La vicinanza della Alexander agli ambienti della Fratellanza britannica non è comunque recente. Già nel 2009 partecipava a un evento organizzato dalla Federation of Student Islamic Societies (FOSIS) con Azzam Tamimi, altro pilastro dei Fratelli musulmani del Regno Unito. Le credenziali, le amicizie e i contatti della Alexander non sono state un buon viatico per Giulio Regeni al Cairo e non v’è dubbio hanno contribuito a segnalarlo alle autorità che ne avranno sorvegliato le attività, i movimenti, le telefonate. Su questo non v’è dubbio. Ma non si comprende perché uno studente italiano, sebbene con un pedigree “sospetto”, sia potuto essere oggetto di torture protratte nel tempo da parte di ambienti governativi. Troppo pericoloso ed esagerato colpire un cittadino straniero. Quanto accaduto a Regeni è ancor più incomprensibile se si pensa che lo scorso 21 febbraio Medhat Maher, un altro dottorando, questa volta egiziano, è stato arrestato per via della sua vicinanza alla Fratellanza e per il possesso di materiali sull’estremismo islamico. Maher era già stato arrestato nel settembre 2014 per essere rilasciato sei mesi dopo. Perché non fare la stessa cosa con Giulio Regeni? Perché torturarlo? A questo punto si potrebbe azzardare un’altra ipotesi.
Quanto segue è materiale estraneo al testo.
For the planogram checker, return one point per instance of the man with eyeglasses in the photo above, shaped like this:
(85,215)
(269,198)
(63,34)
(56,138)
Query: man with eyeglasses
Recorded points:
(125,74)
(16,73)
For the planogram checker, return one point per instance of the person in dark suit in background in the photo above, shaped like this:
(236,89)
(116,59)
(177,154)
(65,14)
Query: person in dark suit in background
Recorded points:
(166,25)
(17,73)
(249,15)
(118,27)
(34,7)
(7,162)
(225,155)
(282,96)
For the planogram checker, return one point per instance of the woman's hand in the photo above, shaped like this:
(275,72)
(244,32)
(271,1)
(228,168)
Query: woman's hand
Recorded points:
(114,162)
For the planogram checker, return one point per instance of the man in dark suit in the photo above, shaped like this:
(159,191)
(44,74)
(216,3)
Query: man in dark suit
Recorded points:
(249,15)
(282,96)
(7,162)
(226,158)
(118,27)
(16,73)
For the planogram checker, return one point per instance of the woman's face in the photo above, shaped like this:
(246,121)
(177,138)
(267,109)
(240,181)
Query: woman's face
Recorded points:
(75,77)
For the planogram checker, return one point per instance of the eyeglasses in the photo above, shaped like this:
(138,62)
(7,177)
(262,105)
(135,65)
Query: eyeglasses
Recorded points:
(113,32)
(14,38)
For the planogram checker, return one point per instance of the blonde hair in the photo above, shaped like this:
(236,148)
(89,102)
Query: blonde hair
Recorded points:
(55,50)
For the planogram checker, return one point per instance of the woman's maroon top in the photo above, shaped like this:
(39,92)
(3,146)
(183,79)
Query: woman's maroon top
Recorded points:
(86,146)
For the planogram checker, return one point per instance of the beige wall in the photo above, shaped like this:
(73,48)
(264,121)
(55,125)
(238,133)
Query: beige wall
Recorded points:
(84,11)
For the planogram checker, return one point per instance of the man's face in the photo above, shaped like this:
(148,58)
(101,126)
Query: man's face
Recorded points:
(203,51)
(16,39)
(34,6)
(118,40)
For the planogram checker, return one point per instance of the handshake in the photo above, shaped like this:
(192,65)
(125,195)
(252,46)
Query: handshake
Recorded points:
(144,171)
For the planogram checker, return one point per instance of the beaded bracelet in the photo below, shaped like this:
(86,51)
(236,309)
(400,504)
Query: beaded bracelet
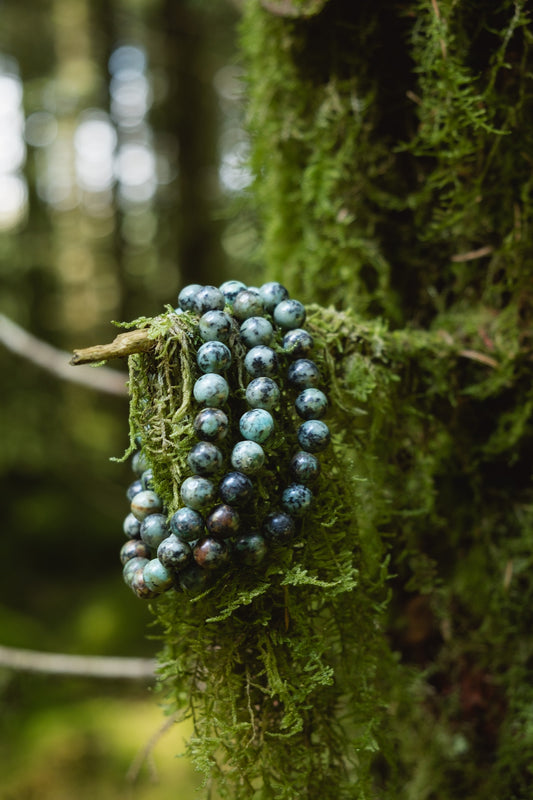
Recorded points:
(204,535)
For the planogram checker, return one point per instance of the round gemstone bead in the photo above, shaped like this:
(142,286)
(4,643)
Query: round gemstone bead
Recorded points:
(303,373)
(187,524)
(205,458)
(256,330)
(211,425)
(197,492)
(236,488)
(263,393)
(146,503)
(289,314)
(311,404)
(256,425)
(213,357)
(261,361)
(153,530)
(173,553)
(215,326)
(248,457)
(272,293)
(298,342)
(211,389)
(223,522)
(313,436)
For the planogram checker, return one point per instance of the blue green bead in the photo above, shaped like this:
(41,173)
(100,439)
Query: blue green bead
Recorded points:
(248,457)
(256,425)
(211,389)
(263,393)
(187,524)
(213,357)
(205,458)
(256,330)
(197,492)
(313,436)
(261,361)
(289,314)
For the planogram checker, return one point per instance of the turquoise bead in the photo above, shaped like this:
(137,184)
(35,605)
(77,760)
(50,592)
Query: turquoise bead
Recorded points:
(256,425)
(211,389)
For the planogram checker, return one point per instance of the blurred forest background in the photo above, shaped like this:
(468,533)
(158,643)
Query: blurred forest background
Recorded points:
(122,178)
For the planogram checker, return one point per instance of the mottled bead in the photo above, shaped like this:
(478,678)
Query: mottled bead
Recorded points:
(313,435)
(197,492)
(211,425)
(298,342)
(251,549)
(247,304)
(311,404)
(205,458)
(305,467)
(296,499)
(132,526)
(211,389)
(236,488)
(289,314)
(261,361)
(154,529)
(146,503)
(173,553)
(278,527)
(187,524)
(210,553)
(256,425)
(215,326)
(256,330)
(303,373)
(272,293)
(247,457)
(134,548)
(263,393)
(213,357)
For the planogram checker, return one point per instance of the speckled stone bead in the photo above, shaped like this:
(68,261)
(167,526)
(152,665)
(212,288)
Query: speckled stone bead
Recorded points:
(223,522)
(247,457)
(205,458)
(278,528)
(298,342)
(305,467)
(247,304)
(263,393)
(215,326)
(209,298)
(197,492)
(187,524)
(210,553)
(213,357)
(146,503)
(296,499)
(156,576)
(211,389)
(173,553)
(153,530)
(272,293)
(261,361)
(211,425)
(256,330)
(313,436)
(303,373)
(256,425)
(311,404)
(289,314)
(236,489)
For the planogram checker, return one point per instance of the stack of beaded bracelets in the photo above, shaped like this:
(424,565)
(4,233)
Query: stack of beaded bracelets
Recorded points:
(204,534)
La frequentazione dell’opposizione, l’allargarsi della rete dei contatti in un contesto, che è il più controllato e sorvegliato in Egitto e che è di conseguenza il più sospettoso e attento nel salvaguardare i propri segreti, avrebbe potuto fare scattare un allarme nei confronti di un cittadino straniero che sapeva troppo e che avrebbe potuto riferire quanto conosceva a terze persone non gradite.

Purtroppo Giulio non c’è più, ma come ha rilevato Fausto Biloslavo parte della responsabilità va attribuita a chi lo ha inviato in Egitto a frequentare ambienti a dir poco pericolosi, a chi indirettamente gli ha fornito delle pericolose credenziali e che potrebbe averlo dato in pasto ai suoi aguzzini.